この連載では、「ダメに見せない説明術」を扱っている。前回は「説明は、人に正しく伝える機能と人から評価される試験機能の二つを持つ」こと、「良い説明にする」には「ダメ説明をなくす」べきであることを述べた。

 その上で、筆者が考える「ダメ説明」には10の特徴があり、これを改善することこそが、「良い説明」への早道であることを主張した。10のダメ説明は以下の通りである。

「10のダメ説明」

  1. 長い、細かい、テンポ悪すぎ
  2. 論点不明、主旨不明、結論なし
  3. 抽象的、具体的でない、表面的
  4. 理由がない、何故?が満載、説明が不足
  5. 独りよがり、自分視点、自己中心
  6. 遅い、ぎりぎり、時間なし
  7. 理解が浅い、内容が陳腐、質問されると沈黙
  8. 先を読まない、場当たり的、その場しのぎ
  9. 思想がない、考えがない、自分がない
  10. 反論する、否定する、対立する

 今回から、これら「10のダメ説明」について詳細に述べていく。最初のダメ説明は、「長い、細かい、テンポ悪すぎ」である。

ダメ説明を生み出す「説明におけるコンフリクト」

 これまで何回か紹介しているが、筆者の定義する「説明」とは、「自分と相手の情報差を解消し、相手に理解・納得させ、行動させる」ことである。一般にダメな説明をしてしまう人間は、この「相手に理解・納得させ」のところを軽視する傾向がある。

 説明の最終的なゴールは、「相手に理解してもらう」ことである。これは、自分が一方的に説明をすれば良いのではなく、相手が「理解するための行動」をしなくてはならないことを意味している。

 理解するという行為は、相応な手間=行動コストを必要とする。これを相手に強いることになる以上、相手は可能な限り行動コストを少なく済ませたい(=手間をかけない)と望むことが自然である。

 このように、相手から見た場合、「説明」は、「より簡単」に「短時間で」「疑問なく」理解できることを期待するのが自然な要求である。それが妨げられると「説明への不満足」を感じ、これが「説明におけるコンフリクト(説明者と被説明者間の対立、衝突)」になる。

 これが「一般に説明が上手くいかない」理由であると筆者は考えている。要は、説明を受ける側が、「理解するのが面倒であったり、デメリットを感じる状況」があると、多くの説明は上手くいかないのだ。

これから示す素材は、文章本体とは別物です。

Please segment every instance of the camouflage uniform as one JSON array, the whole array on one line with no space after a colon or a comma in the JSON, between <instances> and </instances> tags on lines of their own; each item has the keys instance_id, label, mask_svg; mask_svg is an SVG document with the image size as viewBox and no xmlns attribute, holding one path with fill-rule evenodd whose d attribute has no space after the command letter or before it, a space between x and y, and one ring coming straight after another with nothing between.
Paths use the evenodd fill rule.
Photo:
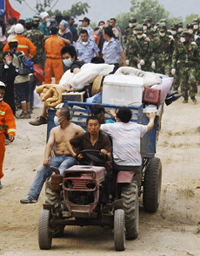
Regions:
<instances>
[{"instance_id":1,"label":"camouflage uniform","mask_svg":"<svg viewBox=\"0 0 200 256\"><path fill-rule=\"evenodd\" d=\"M159 24L159 31L166 32L165 24ZM152 61L156 63L156 73L171 76L171 57L173 53L173 39L168 35L158 35L152 41Z\"/></svg>"},{"instance_id":2,"label":"camouflage uniform","mask_svg":"<svg viewBox=\"0 0 200 256\"><path fill-rule=\"evenodd\" d=\"M189 36L189 33L183 31L181 36ZM172 56L172 68L177 68L177 61L180 61L181 92L184 98L183 102L186 103L189 90L191 99L197 93L195 66L196 61L200 61L200 52L195 42L190 42L190 39L184 43L178 42Z\"/></svg>"},{"instance_id":3,"label":"camouflage uniform","mask_svg":"<svg viewBox=\"0 0 200 256\"><path fill-rule=\"evenodd\" d=\"M137 33L143 34L143 26L136 28ZM139 60L143 59L144 65L141 66L143 71L150 70L150 40L143 36L142 38L137 38L137 36L132 37L129 41L128 53L130 59L130 66L138 68L137 63Z\"/></svg>"},{"instance_id":4,"label":"camouflage uniform","mask_svg":"<svg viewBox=\"0 0 200 256\"><path fill-rule=\"evenodd\" d=\"M43 33L38 29L32 28L27 34L29 38L37 48L37 52L34 55L32 61L35 64L40 65L43 69L44 68L44 37Z\"/></svg>"}]
</instances>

 逆に言えば、面倒であったり、デメリットを感じる要素を取り除いてやることが、説明を成功させる方法になる。これが分かるようになると、説明力はかなり向上することを、筆者はこれまでの研究・指導から体感している。

 特に、この連載のテーマは「どの上司にも通用する説明術」である。一般に、上司・上長やお客さまなど立場の高い人が「説明を受ける側」の場合、なおさら「彼・彼女らの行動コスト」に配慮することが必要である。

 説明者よりも被説明者の立場が上になればなるほど、被説明者は、少ない行動コストで説明内容を理解したいと考えるものだ。このことを知らなかったり、被説明者の行動コスト抑制技術がない場合に「説明が失敗する」と筆者は考えている。